After a Brazilian court denied TIM Brasil’s request to overturn telecom regulator Anatel’s suspension of its mobile service sales, the local unit of mobile phone carrier Telecom Italia presented its 800-page action plan to Anatel.
TIM said it will invest $225 million (R$450 million) this year — based on the already announced investment of $1.5 billion (R$3 billion) — to improve service quality. The investment will be distributed by states according to need. By the end of 2014, TIM said it will have invested $4.7 billion (R$9 billion) into its network.
As of July 23, TIM is not allowed to sell wireless services in 19 states in Brazil, including Rio de Janeiro. TIM is seen as the most impacted of the three carriers that had sales suspended. Claro, which belongs to América Móvil, is suspended from selling in three states, while Brazilian Oi cannot sell in five states. Together, the three carriers account for around 70% of the Brazilian mobile phone market. According to Anatel’s latest numbers, Vivo still leads the market with a 29.6% market share and more than 75.7 million mobile lines. TIM is second with just under 68.9 million mobile lines, followed by Claro with nearly 63 million and Oi with more than 47.7 million.

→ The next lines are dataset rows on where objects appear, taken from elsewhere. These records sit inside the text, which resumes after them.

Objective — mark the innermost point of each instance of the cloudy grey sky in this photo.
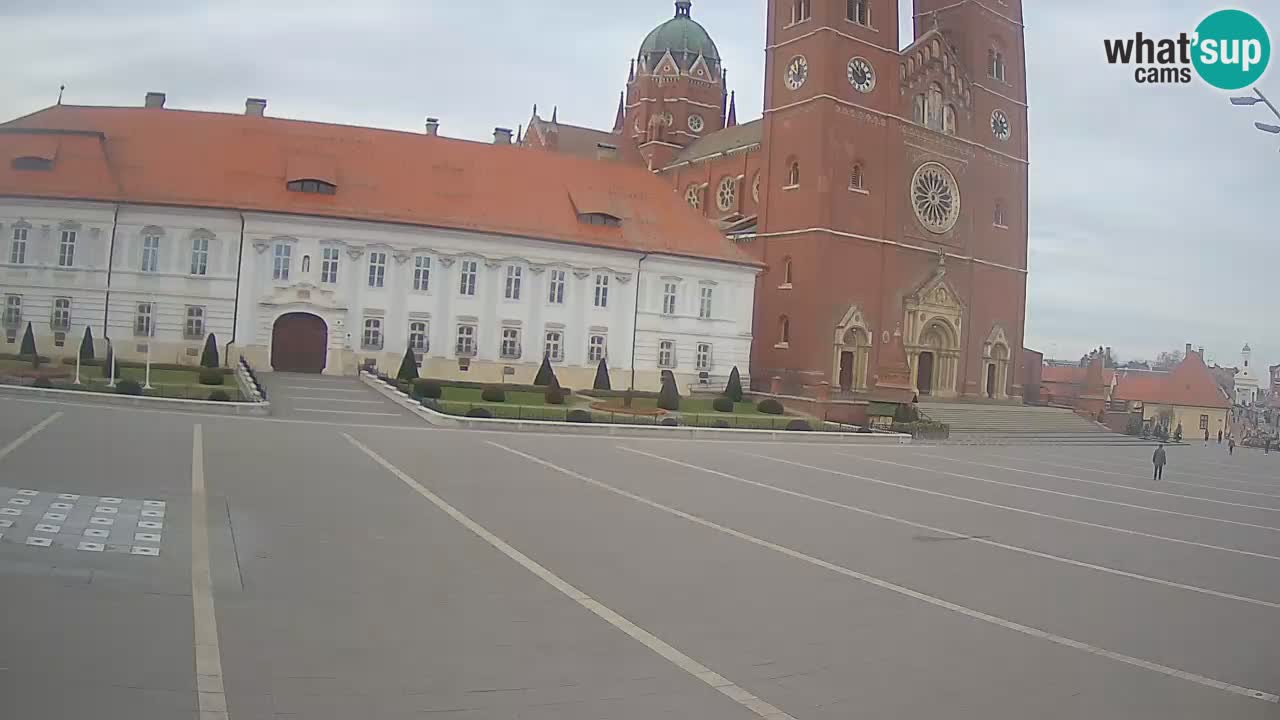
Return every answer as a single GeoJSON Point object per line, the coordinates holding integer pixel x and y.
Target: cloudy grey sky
{"type": "Point", "coordinates": [1147, 203]}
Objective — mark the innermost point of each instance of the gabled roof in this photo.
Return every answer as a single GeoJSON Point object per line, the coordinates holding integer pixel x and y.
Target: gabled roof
{"type": "Point", "coordinates": [242, 163]}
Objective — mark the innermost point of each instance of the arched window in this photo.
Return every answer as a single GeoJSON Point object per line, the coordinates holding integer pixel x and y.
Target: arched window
{"type": "Point", "coordinates": [949, 119]}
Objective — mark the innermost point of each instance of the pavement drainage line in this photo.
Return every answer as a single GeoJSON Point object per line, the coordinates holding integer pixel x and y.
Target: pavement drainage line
{"type": "Point", "coordinates": [1162, 481]}
{"type": "Point", "coordinates": [1133, 488]}
{"type": "Point", "coordinates": [1023, 510]}
{"type": "Point", "coordinates": [955, 536]}
{"type": "Point", "coordinates": [1033, 488]}
{"type": "Point", "coordinates": [209, 664]}
{"type": "Point", "coordinates": [657, 645]}
{"type": "Point", "coordinates": [885, 584]}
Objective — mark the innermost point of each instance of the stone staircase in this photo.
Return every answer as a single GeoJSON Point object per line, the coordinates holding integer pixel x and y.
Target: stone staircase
{"type": "Point", "coordinates": [1018, 424]}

Claro announced on July 24 that it has presented its final action plan. The carrier was the first to release a plan, but Anatel considered it a draft. Claro has since modified the plan, adding the changes requested by the agency, including new traffic projections and actions to improve the operator’s performance. Previously, Anatel had requested a breakdown of Claro’s initial proposal to specify quality indicators by state and by month.
Claro stated that it is committed to ensuring transmission network quality and providing the capacity needed to meet demand during the 2014 World Cup, which will be held throughout Brazil and the 2016 Olympics Games set for Rio de Janeiro. That commitment includes the installation of a submarine cable linking the country to the United States, passing through Rio de Janeiro and Fortaleza.
The three suspended Brazilian telecom operators have to present action plans within 30 days detailing future investments to improve their services. Once the plans are approved, Anatel will authorize the resumption of mobile service sales. The impact of action plans on vendors was the subject of a previous story.
Anatel will make plans public, so the general population can follow how the carriers are investing and moving forward with their respective plans.